Ransomware attack hits Champaign-Urbana Public Health District

Champaign-Urbana Public Health District's website was taken down by a ransomware attack, hampering the organization's response efforts amid the Coronavirus pandemic.

The attack, which is attributed to the ransomware variant known as NetWalker, shut down the organization's website, which was providing updates and information on the Coronavirus response efforts. The News-Gazette in Champaign, Ill., first reported the ransomware attack, stating that employees became aware of the attack on Tuesday.

SearchSecurity contacted the Champaign-Urbana Public Health District, but the organization said via its Facebook account that it could not comment, adding that all current information can be found in the News-Gazette article.

Champaign-Urbana Public Health District made updates available on the organization's Facebook page. For those citizens who don't have access to Facebook, an alternative email and phone number were also provided. Late Thursday night, the organization announced via Facebook that its website was back up, though it did not provide any additional information about the attack or the recovery.

On Wednesday, security vendor RiskIQ released an intelligence brief titled, "Ransomware Attacks the Next Consequence of the Coronavirus Outbreak," in which threat researchers assessed "with a moderate-high level of confidence that cybercriminals will leverage the global anxiety surrounding the coronavirus outbreak to execute ransomware attacks."
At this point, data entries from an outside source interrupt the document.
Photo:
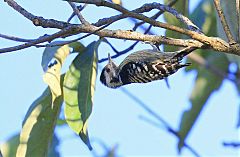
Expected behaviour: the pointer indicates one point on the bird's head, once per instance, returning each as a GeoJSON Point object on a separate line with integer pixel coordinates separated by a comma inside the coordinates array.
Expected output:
{"type": "Point", "coordinates": [109, 76]}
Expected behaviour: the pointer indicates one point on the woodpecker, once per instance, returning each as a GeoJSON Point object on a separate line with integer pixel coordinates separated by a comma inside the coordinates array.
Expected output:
{"type": "Point", "coordinates": [143, 66]}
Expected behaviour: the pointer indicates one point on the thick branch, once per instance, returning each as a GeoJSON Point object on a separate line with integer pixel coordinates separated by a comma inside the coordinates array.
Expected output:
{"type": "Point", "coordinates": [216, 44]}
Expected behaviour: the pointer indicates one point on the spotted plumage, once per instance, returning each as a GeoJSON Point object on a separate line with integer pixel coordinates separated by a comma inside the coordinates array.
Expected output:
{"type": "Point", "coordinates": [142, 67]}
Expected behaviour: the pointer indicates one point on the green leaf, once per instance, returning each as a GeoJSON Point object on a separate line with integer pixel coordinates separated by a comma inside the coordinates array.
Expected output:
{"type": "Point", "coordinates": [9, 148]}
{"type": "Point", "coordinates": [206, 81]}
{"type": "Point", "coordinates": [78, 89]}
{"type": "Point", "coordinates": [38, 126]}
{"type": "Point", "coordinates": [181, 7]}
{"type": "Point", "coordinates": [53, 71]}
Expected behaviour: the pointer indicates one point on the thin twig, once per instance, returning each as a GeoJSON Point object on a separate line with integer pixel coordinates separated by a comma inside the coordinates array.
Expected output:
{"type": "Point", "coordinates": [224, 21]}
{"type": "Point", "coordinates": [144, 8]}
{"type": "Point", "coordinates": [74, 40]}
{"type": "Point", "coordinates": [155, 16]}
{"type": "Point", "coordinates": [13, 38]}
{"type": "Point", "coordinates": [45, 38]}
{"type": "Point", "coordinates": [78, 13]}
{"type": "Point", "coordinates": [238, 20]}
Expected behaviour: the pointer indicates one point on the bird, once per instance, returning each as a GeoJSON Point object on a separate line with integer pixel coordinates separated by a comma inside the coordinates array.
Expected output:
{"type": "Point", "coordinates": [143, 66]}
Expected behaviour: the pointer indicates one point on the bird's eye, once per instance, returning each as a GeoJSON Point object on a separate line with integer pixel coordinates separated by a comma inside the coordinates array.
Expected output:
{"type": "Point", "coordinates": [107, 70]}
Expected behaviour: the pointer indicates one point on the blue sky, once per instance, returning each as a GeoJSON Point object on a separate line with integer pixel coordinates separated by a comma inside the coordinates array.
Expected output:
{"type": "Point", "coordinates": [115, 118]}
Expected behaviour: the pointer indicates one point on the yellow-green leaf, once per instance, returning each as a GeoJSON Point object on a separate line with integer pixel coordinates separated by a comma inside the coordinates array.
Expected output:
{"type": "Point", "coordinates": [206, 81]}
{"type": "Point", "coordinates": [55, 56]}
{"type": "Point", "coordinates": [9, 148]}
{"type": "Point", "coordinates": [78, 89]}
{"type": "Point", "coordinates": [38, 126]}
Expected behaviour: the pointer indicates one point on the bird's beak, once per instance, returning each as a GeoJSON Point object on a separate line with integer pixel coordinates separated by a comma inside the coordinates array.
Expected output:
{"type": "Point", "coordinates": [109, 58]}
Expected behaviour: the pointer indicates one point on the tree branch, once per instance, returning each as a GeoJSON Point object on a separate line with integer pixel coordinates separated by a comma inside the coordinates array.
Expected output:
{"type": "Point", "coordinates": [199, 40]}
{"type": "Point", "coordinates": [224, 22]}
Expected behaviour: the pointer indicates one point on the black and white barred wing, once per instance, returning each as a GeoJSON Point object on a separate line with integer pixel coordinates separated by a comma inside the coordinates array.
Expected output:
{"type": "Point", "coordinates": [146, 66]}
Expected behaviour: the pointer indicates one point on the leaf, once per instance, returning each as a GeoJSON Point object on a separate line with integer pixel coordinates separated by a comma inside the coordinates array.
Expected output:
{"type": "Point", "coordinates": [38, 126]}
{"type": "Point", "coordinates": [78, 89]}
{"type": "Point", "coordinates": [206, 81]}
{"type": "Point", "coordinates": [9, 148]}
{"type": "Point", "coordinates": [57, 54]}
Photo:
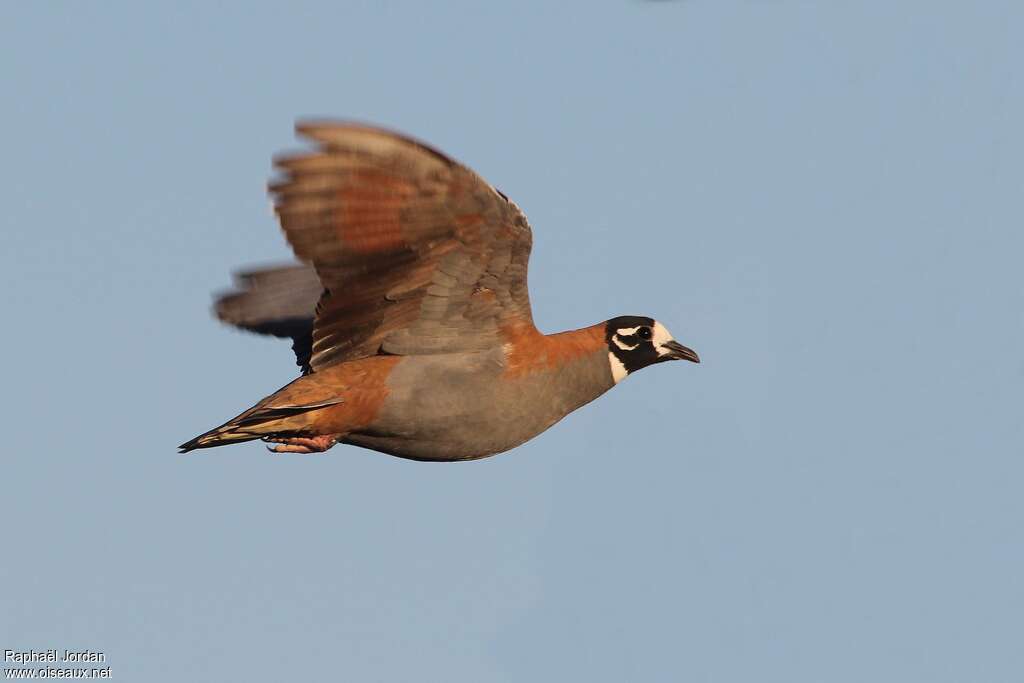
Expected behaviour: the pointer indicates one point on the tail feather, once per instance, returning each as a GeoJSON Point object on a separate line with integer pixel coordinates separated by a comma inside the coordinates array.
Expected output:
{"type": "Point", "coordinates": [253, 424]}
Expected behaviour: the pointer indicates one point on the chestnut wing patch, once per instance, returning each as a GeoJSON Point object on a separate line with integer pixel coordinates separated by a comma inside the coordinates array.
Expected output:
{"type": "Point", "coordinates": [415, 252]}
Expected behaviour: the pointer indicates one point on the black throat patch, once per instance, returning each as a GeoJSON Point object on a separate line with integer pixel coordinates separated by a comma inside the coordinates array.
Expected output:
{"type": "Point", "coordinates": [626, 342]}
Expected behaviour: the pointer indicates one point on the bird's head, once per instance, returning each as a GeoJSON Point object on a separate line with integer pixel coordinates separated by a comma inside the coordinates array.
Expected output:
{"type": "Point", "coordinates": [636, 342]}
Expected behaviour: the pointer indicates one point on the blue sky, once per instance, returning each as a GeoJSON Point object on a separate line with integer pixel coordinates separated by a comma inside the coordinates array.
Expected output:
{"type": "Point", "coordinates": [821, 199]}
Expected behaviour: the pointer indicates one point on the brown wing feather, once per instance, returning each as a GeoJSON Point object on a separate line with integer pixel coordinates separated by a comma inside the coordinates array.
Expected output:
{"type": "Point", "coordinates": [417, 254]}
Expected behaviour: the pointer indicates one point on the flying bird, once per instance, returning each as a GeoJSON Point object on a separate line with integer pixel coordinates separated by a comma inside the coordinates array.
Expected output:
{"type": "Point", "coordinates": [409, 313]}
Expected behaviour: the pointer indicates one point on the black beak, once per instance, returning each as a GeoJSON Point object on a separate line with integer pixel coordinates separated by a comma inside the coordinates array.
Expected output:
{"type": "Point", "coordinates": [679, 352]}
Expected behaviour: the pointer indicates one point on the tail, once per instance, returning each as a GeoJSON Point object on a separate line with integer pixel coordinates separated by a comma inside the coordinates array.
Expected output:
{"type": "Point", "coordinates": [253, 424]}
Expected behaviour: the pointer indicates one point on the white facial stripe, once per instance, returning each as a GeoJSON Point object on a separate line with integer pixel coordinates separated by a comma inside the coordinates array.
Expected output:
{"type": "Point", "coordinates": [622, 345]}
{"type": "Point", "coordinates": [659, 337]}
{"type": "Point", "coordinates": [619, 371]}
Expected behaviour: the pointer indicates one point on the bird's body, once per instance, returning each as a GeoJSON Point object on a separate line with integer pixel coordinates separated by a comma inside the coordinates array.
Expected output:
{"type": "Point", "coordinates": [413, 324]}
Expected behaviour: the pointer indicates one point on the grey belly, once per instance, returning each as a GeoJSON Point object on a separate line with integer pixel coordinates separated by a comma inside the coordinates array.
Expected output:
{"type": "Point", "coordinates": [448, 408]}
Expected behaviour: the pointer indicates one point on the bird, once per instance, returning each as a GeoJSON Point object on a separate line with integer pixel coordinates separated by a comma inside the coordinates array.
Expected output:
{"type": "Point", "coordinates": [409, 310]}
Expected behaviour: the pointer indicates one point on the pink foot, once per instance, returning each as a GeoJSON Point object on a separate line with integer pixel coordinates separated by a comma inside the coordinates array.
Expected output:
{"type": "Point", "coordinates": [301, 443]}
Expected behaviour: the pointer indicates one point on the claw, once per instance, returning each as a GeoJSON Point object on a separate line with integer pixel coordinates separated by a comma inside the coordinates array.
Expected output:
{"type": "Point", "coordinates": [300, 443]}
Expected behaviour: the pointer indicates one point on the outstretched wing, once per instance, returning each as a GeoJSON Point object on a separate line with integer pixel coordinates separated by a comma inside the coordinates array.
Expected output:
{"type": "Point", "coordinates": [279, 301]}
{"type": "Point", "coordinates": [416, 253]}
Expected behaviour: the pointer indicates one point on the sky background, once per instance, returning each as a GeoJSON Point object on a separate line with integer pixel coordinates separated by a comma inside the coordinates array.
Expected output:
{"type": "Point", "coordinates": [823, 199]}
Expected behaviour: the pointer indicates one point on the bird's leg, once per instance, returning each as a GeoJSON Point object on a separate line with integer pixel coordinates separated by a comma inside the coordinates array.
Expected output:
{"type": "Point", "coordinates": [301, 443]}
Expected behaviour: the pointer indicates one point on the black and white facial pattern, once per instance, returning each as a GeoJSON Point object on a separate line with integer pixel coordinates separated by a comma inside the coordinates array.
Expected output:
{"type": "Point", "coordinates": [635, 342]}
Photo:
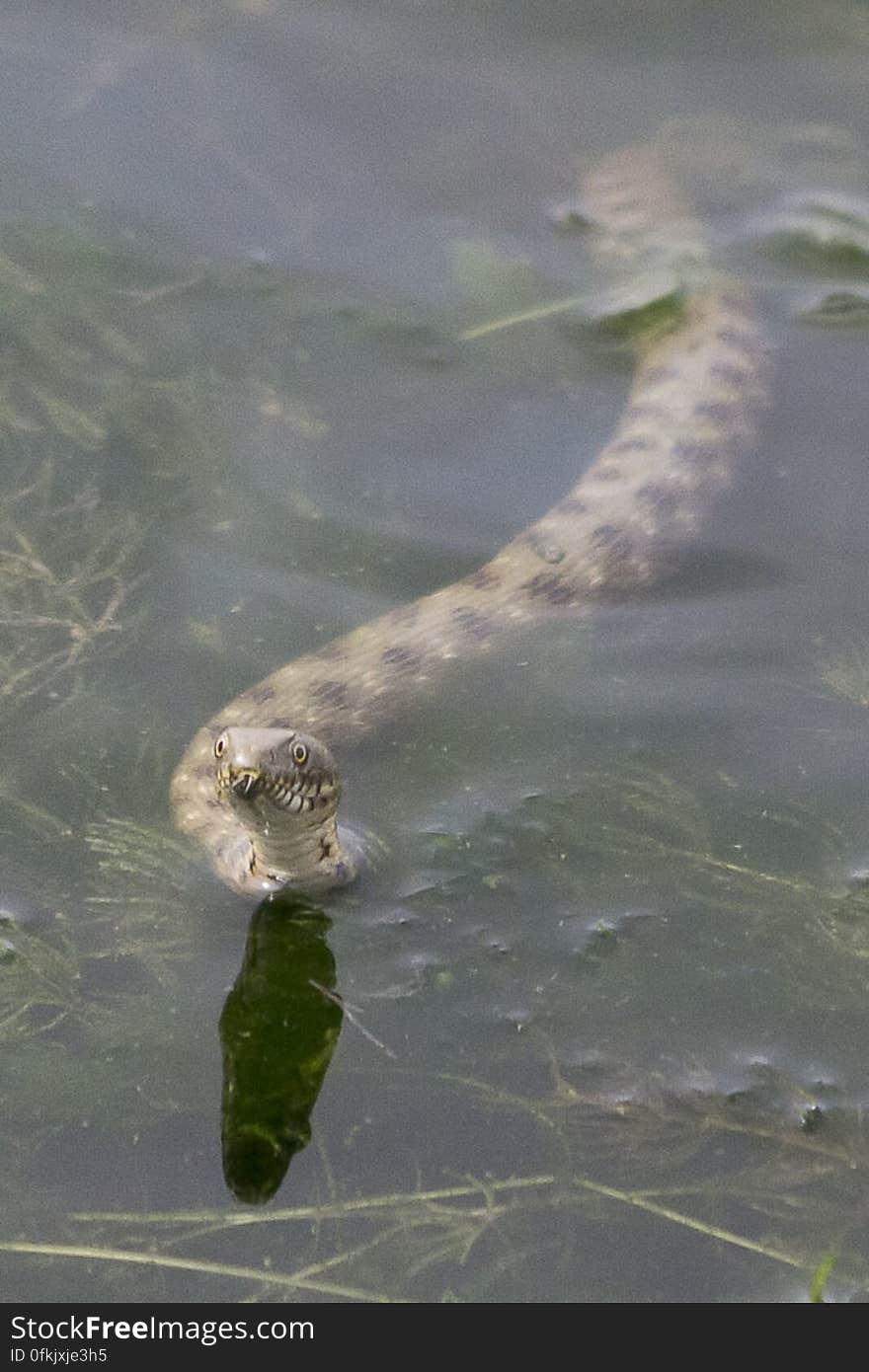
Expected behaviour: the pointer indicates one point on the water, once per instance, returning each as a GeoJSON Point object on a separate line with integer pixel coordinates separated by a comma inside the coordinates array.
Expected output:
{"type": "Point", "coordinates": [602, 1033]}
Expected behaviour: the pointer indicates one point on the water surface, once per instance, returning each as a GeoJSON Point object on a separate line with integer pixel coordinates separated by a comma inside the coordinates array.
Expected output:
{"type": "Point", "coordinates": [604, 1031]}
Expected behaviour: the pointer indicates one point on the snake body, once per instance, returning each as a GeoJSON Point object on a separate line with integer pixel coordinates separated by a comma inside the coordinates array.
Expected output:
{"type": "Point", "coordinates": [688, 414]}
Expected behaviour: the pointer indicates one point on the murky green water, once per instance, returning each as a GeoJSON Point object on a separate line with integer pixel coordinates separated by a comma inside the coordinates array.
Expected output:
{"type": "Point", "coordinates": [604, 996]}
Their assessment is based on analysis of past ransomware attacks during global pandemics and current phishing campaigns utilizing the Coronavirus. RiskIQ's research suggests victims will be infected with the "AZORult and Emotet varieties of malware."

"Once infected, COVID-19 responders have little recourse," Aaron Inness, protective intelligence analyst at RiskIQ, told SearchSecurity. "If they do not pay the ransom, response downtime and the related healthcare impacts, as well as loss of medical records and other sensitive information could all be impacted."

Ransomware attacks on healthcare facilities, in general, have increased since 2016, according to RiskIQ research.

"Cybercriminals tend to go after direct patient care facilities such as hospitals, healthcare centers, medical practices and health and wellness centers; all likely responders to the COVID-19 pandemic. We expect the upward trend of ransomware attacks on these providers to continue as the COVID-19 pandemic persists," Inness said. "We were able to take the general success rate of phishing in the business environment, which one study estimates to be 27% across all verticals prior to taking phishing awareness training and make approximations on COVID-19-specific phishing emails based on this data."

In times of crisis, threat actors look to take advantage of increased electronic communications, he said.

"Many organizations are sending correspondence with guidance on company policies surrounding the COVID-19 epidemic. This creates an avenue for attackers to send messages masquerading as health-related updates, which may be met with less scrutiny from a recipient," Inness said.